This tutorial covers the basics of machine learning, systems and infrastructure considerations for performing machine learning at scale, specialized hardware architectures for neural networks, and approaches for using machine learning for building the next generation of EDA tools. The tutorial starts with Naïve Bayes, Support Vector Machines, and Decision Trees, followed by blackbox classifier training with gradient descent. With examples, the tutorial illustrates feature selection, model validation and how to avoid overfitting machine learning models. Dimensionality reduction techniques become important for data with high dimensionality for reducing computational and storage requirements. We discuss singular value decomposition (SVD), and principal component analysis (PCA) techniques for dimensionality reduction.
Next, the tutorial discusses k-means clustering for unsupervised learning, and efficient parallel algorithms for solving this problem for large datasets. The tutorial proceeds on to deep network training and simple convolutional neural networks. It covers common neural net architectures, including ResNet, and Recurrent Neural Networks (RNNs), that are commonly used for many pattern recognition tasks. We then covers topics related to performing machine learning at scale on large data sets, starting with the performance and throughput limitations of traditional compute and storage systems, and software frameworks that help solve these problems.
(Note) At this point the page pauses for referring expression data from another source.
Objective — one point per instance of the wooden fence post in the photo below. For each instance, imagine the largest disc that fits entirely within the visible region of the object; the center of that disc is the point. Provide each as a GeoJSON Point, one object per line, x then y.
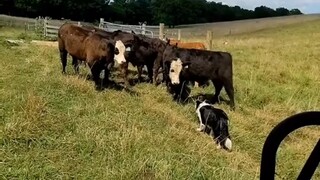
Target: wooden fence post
{"type": "Point", "coordinates": [161, 31]}
{"type": "Point", "coordinates": [143, 29]}
{"type": "Point", "coordinates": [179, 34]}
{"type": "Point", "coordinates": [209, 39]}
{"type": "Point", "coordinates": [101, 22]}
{"type": "Point", "coordinates": [45, 23]}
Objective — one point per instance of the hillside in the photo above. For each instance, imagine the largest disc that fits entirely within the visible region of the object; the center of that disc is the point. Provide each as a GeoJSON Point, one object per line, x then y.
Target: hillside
{"type": "Point", "coordinates": [58, 127]}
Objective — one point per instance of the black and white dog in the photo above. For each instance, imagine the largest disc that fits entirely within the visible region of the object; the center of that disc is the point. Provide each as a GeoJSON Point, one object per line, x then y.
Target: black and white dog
{"type": "Point", "coordinates": [215, 122]}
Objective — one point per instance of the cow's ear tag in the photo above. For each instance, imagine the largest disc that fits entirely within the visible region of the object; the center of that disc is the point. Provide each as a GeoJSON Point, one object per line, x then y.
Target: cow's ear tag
{"type": "Point", "coordinates": [128, 49]}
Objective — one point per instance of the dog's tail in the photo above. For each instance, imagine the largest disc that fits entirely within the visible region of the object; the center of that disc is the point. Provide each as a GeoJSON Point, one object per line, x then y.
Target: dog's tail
{"type": "Point", "coordinates": [228, 144]}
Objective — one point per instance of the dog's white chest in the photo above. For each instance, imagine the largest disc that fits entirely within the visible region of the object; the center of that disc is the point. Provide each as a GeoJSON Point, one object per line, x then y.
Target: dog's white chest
{"type": "Point", "coordinates": [198, 110]}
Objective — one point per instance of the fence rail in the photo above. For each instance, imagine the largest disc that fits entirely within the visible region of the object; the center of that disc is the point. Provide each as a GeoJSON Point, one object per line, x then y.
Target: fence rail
{"type": "Point", "coordinates": [151, 31]}
{"type": "Point", "coordinates": [50, 30]}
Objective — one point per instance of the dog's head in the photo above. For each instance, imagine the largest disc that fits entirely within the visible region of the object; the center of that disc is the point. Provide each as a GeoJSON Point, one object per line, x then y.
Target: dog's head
{"type": "Point", "coordinates": [199, 100]}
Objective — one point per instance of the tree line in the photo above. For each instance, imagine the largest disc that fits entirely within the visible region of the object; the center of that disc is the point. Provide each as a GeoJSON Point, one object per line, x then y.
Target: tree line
{"type": "Point", "coordinates": [170, 12]}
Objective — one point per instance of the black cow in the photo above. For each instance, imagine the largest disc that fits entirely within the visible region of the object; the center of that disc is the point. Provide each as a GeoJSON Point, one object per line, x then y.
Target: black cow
{"type": "Point", "coordinates": [182, 65]}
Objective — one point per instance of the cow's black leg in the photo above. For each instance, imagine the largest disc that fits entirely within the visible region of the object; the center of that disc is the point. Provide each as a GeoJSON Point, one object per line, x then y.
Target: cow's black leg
{"type": "Point", "coordinates": [218, 86]}
{"type": "Point", "coordinates": [150, 73]}
{"type": "Point", "coordinates": [228, 86]}
{"type": "Point", "coordinates": [139, 68]}
{"type": "Point", "coordinates": [106, 80]}
{"type": "Point", "coordinates": [124, 73]}
{"type": "Point", "coordinates": [95, 71]}
{"type": "Point", "coordinates": [63, 58]}
{"type": "Point", "coordinates": [75, 64]}
{"type": "Point", "coordinates": [156, 67]}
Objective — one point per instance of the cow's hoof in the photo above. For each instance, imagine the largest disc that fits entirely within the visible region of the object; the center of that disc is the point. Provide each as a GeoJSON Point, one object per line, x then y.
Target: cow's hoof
{"type": "Point", "coordinates": [99, 88]}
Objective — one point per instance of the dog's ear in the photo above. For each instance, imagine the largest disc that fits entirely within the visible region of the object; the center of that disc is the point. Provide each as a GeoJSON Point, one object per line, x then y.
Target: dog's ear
{"type": "Point", "coordinates": [197, 103]}
{"type": "Point", "coordinates": [228, 144]}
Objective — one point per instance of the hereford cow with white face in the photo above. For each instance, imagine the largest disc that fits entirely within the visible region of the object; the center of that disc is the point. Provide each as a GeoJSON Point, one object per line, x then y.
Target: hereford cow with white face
{"type": "Point", "coordinates": [183, 65]}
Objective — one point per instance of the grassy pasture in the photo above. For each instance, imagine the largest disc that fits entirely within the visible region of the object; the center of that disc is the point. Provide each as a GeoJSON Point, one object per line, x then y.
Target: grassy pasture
{"type": "Point", "coordinates": [58, 127]}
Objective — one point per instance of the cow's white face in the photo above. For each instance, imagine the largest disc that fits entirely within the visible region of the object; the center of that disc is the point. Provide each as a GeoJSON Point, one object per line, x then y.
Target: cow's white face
{"type": "Point", "coordinates": [119, 52]}
{"type": "Point", "coordinates": [175, 70]}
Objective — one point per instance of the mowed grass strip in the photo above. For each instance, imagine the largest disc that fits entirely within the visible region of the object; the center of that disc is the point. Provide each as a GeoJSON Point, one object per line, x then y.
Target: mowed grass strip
{"type": "Point", "coordinates": [56, 126]}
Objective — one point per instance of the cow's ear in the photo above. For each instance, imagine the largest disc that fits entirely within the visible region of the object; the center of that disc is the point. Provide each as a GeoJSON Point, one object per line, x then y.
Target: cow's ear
{"type": "Point", "coordinates": [168, 41]}
{"type": "Point", "coordinates": [186, 65]}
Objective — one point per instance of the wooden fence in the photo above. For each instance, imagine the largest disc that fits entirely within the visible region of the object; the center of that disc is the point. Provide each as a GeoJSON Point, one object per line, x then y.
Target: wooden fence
{"type": "Point", "coordinates": [151, 31]}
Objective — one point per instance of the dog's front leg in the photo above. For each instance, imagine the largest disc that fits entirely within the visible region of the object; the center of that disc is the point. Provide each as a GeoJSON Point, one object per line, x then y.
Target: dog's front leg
{"type": "Point", "coordinates": [201, 128]}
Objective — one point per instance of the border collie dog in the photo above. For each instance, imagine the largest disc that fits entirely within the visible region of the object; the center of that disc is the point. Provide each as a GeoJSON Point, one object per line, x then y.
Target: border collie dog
{"type": "Point", "coordinates": [215, 122]}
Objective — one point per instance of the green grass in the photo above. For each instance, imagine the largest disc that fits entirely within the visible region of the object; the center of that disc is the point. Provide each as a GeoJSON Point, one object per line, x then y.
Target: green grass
{"type": "Point", "coordinates": [58, 127]}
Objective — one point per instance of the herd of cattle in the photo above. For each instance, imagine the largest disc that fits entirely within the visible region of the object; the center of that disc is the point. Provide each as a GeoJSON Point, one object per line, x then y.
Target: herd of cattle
{"type": "Point", "coordinates": [179, 62]}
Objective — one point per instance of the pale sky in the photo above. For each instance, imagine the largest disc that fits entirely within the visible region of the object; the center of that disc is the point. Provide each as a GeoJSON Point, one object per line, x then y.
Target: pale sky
{"type": "Point", "coordinates": [305, 6]}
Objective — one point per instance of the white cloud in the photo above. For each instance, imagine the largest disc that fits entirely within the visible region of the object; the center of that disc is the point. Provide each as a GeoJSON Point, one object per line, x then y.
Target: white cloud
{"type": "Point", "coordinates": [306, 6]}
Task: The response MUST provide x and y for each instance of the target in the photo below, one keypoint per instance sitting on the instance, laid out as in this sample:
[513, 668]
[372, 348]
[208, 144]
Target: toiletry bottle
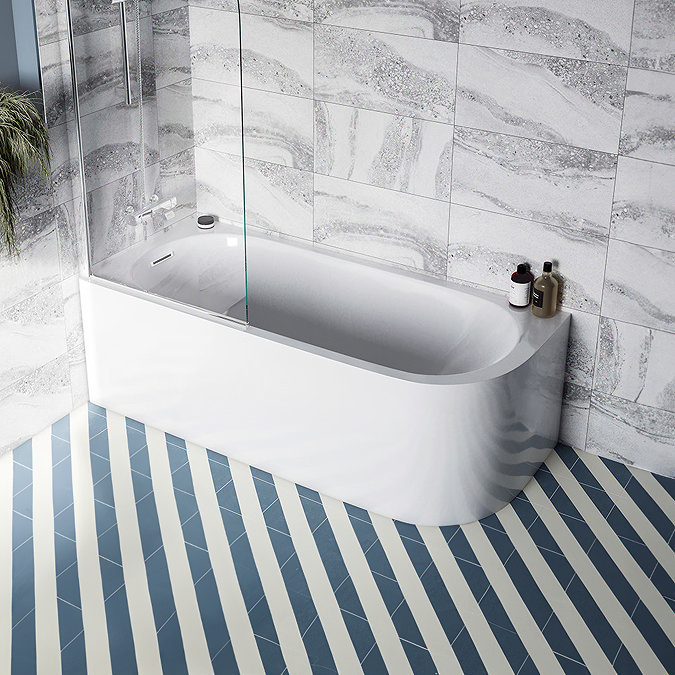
[521, 287]
[545, 294]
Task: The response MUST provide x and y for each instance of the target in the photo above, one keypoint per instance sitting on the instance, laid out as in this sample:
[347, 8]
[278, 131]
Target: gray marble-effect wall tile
[279, 199]
[648, 129]
[70, 230]
[644, 204]
[486, 247]
[50, 18]
[72, 313]
[111, 144]
[631, 433]
[57, 88]
[38, 265]
[300, 10]
[219, 185]
[279, 129]
[171, 38]
[638, 285]
[578, 29]
[150, 131]
[653, 44]
[174, 177]
[636, 363]
[175, 118]
[574, 416]
[389, 73]
[111, 228]
[550, 183]
[399, 228]
[277, 55]
[37, 194]
[92, 15]
[32, 333]
[548, 98]
[214, 45]
[75, 341]
[432, 19]
[100, 69]
[399, 153]
[147, 65]
[227, 5]
[581, 349]
[217, 116]
[159, 6]
[35, 402]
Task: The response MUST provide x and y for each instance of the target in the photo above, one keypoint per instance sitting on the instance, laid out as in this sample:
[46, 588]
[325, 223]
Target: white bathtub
[419, 400]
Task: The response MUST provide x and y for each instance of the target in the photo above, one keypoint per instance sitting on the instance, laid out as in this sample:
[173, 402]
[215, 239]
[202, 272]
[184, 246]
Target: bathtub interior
[305, 293]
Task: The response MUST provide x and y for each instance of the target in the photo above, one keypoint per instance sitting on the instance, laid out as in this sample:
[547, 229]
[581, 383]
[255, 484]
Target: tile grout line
[47, 643]
[274, 588]
[598, 588]
[6, 504]
[434, 636]
[133, 564]
[189, 618]
[89, 571]
[329, 613]
[467, 606]
[609, 540]
[576, 628]
[385, 635]
[237, 621]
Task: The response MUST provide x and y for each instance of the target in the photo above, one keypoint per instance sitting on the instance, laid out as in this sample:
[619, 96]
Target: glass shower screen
[159, 108]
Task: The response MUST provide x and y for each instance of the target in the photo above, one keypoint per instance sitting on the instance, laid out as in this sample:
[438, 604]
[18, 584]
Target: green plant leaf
[24, 148]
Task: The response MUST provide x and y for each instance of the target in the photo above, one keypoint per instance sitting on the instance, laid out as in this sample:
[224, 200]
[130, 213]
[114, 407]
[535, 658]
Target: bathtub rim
[533, 332]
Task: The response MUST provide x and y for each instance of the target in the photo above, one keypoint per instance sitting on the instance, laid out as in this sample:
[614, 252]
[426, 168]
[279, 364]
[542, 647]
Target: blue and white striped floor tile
[127, 550]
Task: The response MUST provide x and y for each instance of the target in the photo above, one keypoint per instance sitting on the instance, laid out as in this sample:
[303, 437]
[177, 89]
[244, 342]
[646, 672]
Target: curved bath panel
[427, 431]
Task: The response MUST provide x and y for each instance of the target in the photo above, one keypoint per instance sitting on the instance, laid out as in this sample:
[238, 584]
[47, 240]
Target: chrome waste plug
[205, 222]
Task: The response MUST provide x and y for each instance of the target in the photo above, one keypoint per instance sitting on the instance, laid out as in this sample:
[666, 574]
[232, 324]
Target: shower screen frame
[139, 222]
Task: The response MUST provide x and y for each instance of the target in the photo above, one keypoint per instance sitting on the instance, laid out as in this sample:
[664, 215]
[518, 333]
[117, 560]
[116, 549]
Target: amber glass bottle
[545, 294]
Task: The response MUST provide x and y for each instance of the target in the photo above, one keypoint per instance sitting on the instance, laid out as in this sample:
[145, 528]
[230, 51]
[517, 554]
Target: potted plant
[24, 147]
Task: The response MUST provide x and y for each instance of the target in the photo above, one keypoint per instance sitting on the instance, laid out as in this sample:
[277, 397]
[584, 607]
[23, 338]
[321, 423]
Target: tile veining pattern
[460, 138]
[127, 550]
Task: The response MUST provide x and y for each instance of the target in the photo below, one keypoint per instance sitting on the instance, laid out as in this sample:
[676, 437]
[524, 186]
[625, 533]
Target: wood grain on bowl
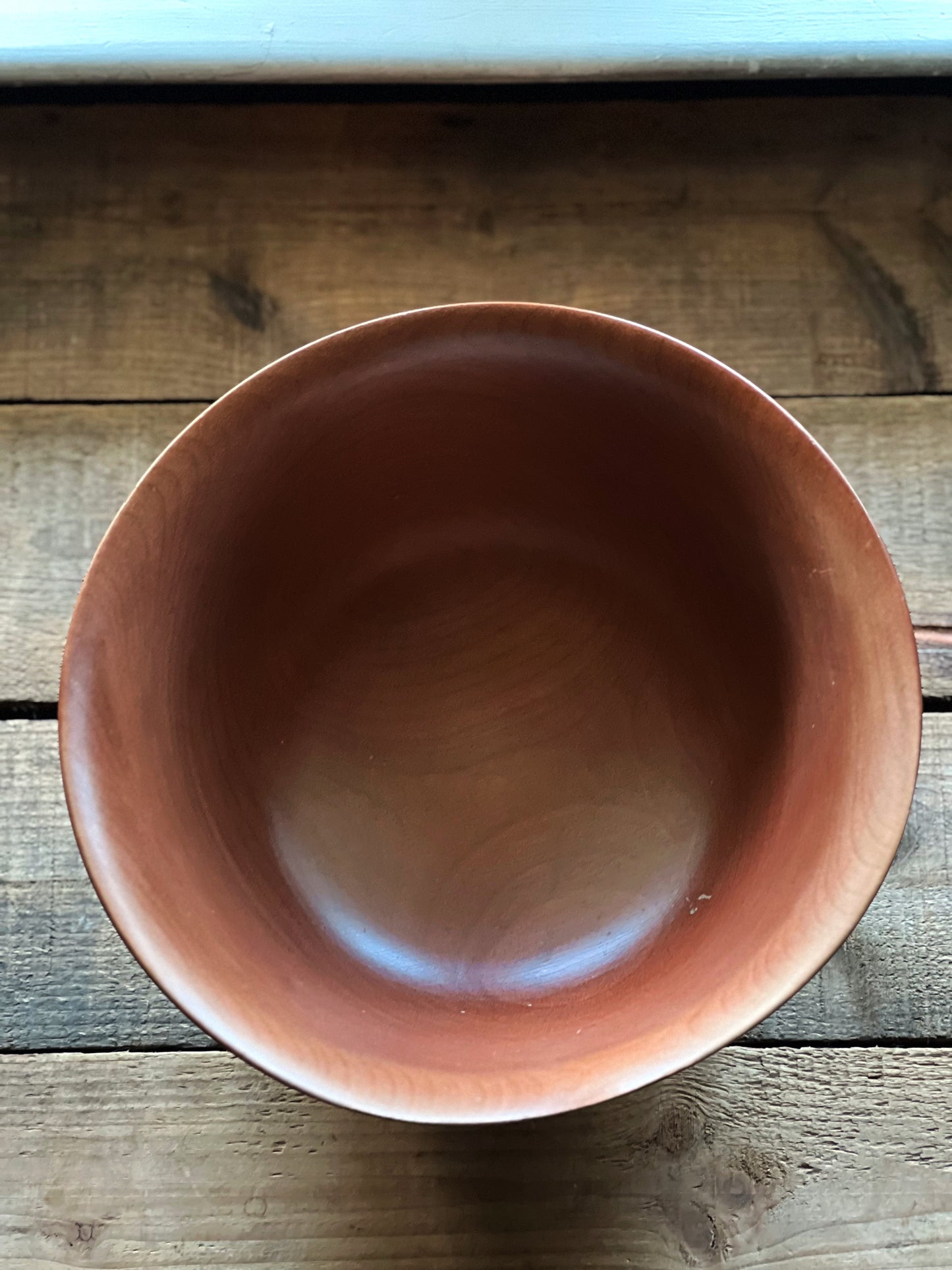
[488, 710]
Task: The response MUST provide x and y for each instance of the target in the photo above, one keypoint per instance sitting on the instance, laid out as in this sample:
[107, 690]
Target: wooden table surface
[153, 254]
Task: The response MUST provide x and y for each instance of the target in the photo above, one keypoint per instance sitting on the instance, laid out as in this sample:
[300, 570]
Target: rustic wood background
[153, 254]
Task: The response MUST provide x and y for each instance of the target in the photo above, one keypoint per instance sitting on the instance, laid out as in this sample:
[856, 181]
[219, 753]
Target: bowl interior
[483, 697]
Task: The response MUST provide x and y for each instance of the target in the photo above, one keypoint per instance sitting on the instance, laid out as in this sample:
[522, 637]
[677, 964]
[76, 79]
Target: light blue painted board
[467, 40]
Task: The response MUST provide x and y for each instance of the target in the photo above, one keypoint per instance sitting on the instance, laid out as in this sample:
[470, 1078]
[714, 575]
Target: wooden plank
[67, 981]
[382, 40]
[168, 250]
[68, 469]
[175, 1160]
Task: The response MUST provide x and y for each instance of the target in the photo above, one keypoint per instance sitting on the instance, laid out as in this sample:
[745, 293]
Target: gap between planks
[182, 1160]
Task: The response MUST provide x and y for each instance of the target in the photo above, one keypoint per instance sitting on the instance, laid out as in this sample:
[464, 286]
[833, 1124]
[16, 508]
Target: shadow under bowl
[488, 710]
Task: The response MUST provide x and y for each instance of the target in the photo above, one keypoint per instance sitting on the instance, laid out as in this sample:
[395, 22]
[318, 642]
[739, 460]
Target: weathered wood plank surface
[815, 1160]
[65, 471]
[68, 982]
[167, 250]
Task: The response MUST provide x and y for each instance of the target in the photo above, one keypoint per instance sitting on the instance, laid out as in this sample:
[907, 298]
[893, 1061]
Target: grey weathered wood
[815, 1160]
[67, 981]
[65, 471]
[168, 250]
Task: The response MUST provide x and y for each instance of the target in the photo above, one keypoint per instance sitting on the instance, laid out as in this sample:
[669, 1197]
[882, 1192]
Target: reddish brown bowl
[488, 710]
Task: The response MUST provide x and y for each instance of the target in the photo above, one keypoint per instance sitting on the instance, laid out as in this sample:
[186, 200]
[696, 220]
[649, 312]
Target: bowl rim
[623, 1078]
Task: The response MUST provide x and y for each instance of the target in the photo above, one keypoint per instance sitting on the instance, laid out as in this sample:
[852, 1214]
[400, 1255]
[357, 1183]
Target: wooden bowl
[488, 710]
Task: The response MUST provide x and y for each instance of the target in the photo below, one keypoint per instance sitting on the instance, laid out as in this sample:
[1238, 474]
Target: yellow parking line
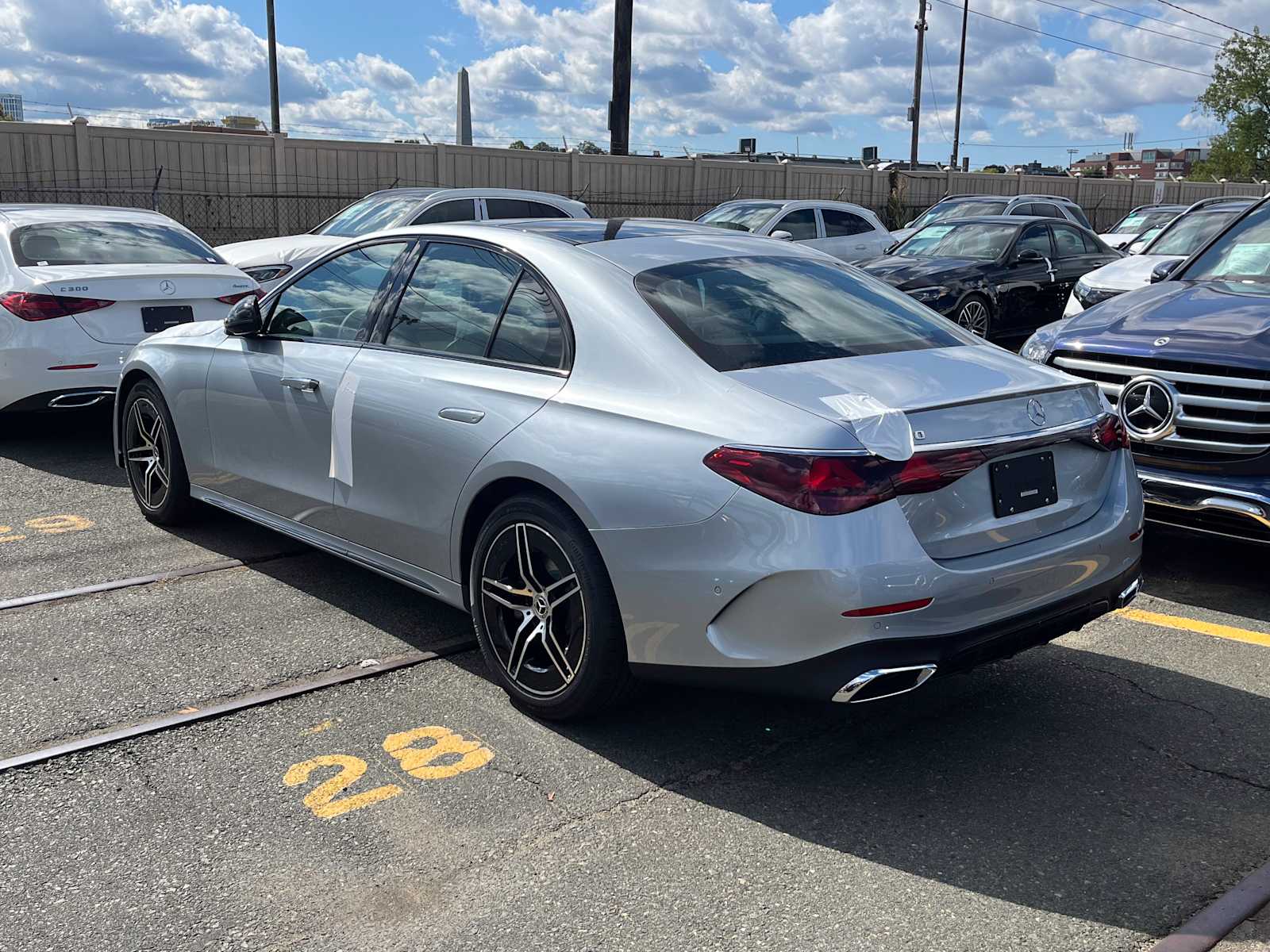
[1217, 631]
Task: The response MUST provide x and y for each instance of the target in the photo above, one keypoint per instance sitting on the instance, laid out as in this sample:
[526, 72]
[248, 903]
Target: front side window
[455, 209]
[372, 213]
[521, 209]
[452, 301]
[838, 224]
[984, 241]
[530, 330]
[743, 216]
[800, 224]
[332, 301]
[1241, 255]
[107, 243]
[740, 313]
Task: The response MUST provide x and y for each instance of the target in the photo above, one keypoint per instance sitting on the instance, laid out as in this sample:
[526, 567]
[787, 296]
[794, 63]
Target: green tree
[1240, 98]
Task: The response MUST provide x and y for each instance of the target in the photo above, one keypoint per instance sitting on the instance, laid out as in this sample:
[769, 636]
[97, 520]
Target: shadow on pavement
[1064, 781]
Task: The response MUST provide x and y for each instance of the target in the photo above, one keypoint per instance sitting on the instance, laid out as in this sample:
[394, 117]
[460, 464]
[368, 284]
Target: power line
[1130, 25]
[1157, 19]
[1210, 19]
[1077, 42]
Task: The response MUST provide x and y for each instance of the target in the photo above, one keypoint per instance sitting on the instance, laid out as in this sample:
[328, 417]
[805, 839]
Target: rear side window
[521, 209]
[107, 243]
[800, 224]
[452, 301]
[740, 313]
[530, 330]
[456, 209]
[838, 224]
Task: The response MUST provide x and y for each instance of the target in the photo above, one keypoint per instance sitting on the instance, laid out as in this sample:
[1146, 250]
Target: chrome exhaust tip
[76, 401]
[884, 682]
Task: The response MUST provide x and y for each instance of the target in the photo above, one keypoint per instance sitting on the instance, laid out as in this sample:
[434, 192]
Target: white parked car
[80, 285]
[1174, 243]
[841, 228]
[268, 260]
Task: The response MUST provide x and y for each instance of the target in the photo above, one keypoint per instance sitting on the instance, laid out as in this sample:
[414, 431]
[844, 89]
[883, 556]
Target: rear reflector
[42, 308]
[838, 484]
[235, 298]
[888, 609]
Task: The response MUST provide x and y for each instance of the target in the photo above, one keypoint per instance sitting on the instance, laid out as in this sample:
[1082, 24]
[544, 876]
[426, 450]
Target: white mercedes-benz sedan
[80, 285]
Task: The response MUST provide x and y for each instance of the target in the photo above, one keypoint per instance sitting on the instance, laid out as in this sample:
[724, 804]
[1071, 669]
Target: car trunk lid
[183, 290]
[972, 397]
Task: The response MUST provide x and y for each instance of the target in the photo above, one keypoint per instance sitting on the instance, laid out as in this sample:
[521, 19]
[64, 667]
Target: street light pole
[275, 126]
[960, 80]
[916, 108]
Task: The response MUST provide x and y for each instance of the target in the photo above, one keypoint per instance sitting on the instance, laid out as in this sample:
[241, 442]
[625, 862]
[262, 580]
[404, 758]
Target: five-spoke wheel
[545, 612]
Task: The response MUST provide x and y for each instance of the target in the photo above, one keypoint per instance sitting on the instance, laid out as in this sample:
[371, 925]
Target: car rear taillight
[838, 484]
[833, 486]
[42, 308]
[1109, 433]
[235, 298]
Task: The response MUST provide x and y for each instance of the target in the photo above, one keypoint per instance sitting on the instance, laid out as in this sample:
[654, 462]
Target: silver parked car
[841, 228]
[649, 450]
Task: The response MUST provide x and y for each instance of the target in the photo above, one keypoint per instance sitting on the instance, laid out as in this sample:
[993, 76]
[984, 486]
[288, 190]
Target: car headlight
[1041, 344]
[267, 272]
[931, 294]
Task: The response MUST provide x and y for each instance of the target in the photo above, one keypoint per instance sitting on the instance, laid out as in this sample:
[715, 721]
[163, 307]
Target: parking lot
[1089, 795]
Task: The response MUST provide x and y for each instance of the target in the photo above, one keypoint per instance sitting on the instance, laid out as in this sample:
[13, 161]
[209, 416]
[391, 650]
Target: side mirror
[1164, 270]
[244, 319]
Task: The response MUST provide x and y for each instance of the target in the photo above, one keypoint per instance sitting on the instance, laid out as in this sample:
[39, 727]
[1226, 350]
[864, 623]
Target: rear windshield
[740, 313]
[741, 217]
[372, 213]
[107, 243]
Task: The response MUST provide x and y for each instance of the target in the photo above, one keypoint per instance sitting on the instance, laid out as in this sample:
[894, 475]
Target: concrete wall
[229, 187]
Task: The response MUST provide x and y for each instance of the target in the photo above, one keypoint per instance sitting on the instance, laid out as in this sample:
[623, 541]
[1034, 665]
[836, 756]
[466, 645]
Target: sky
[816, 76]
We discuss one such framework, Apache Sparc, and MLlib, a distributed machine learning library, which simplifies creation of large scale parallel machine learning pipelines. Hardware assisted-speedups are becoming increasingly common for machine learning. We discuss how some of the algorithms take advantage of GPUs to deliver an order of magnitude speedup. We also discuss emerging trends of purpose built processors and hardware for acceleration of deep learning. In particular, we discuss new approaches for efficiently representing and computing deep neural networks, with compression, weight sharing and other optimizations that yield orders of magnitude of power efficiency and computational speedup over conventional CPU/GPU architectures.
Finally, the tutorial describes several ways in which machine learning can be applied to solve common optimization and classification problems encountered in the traditional CAD flows. We discuss several problems, including logic optimization, functional verification, and debug that can benefit from machine learning.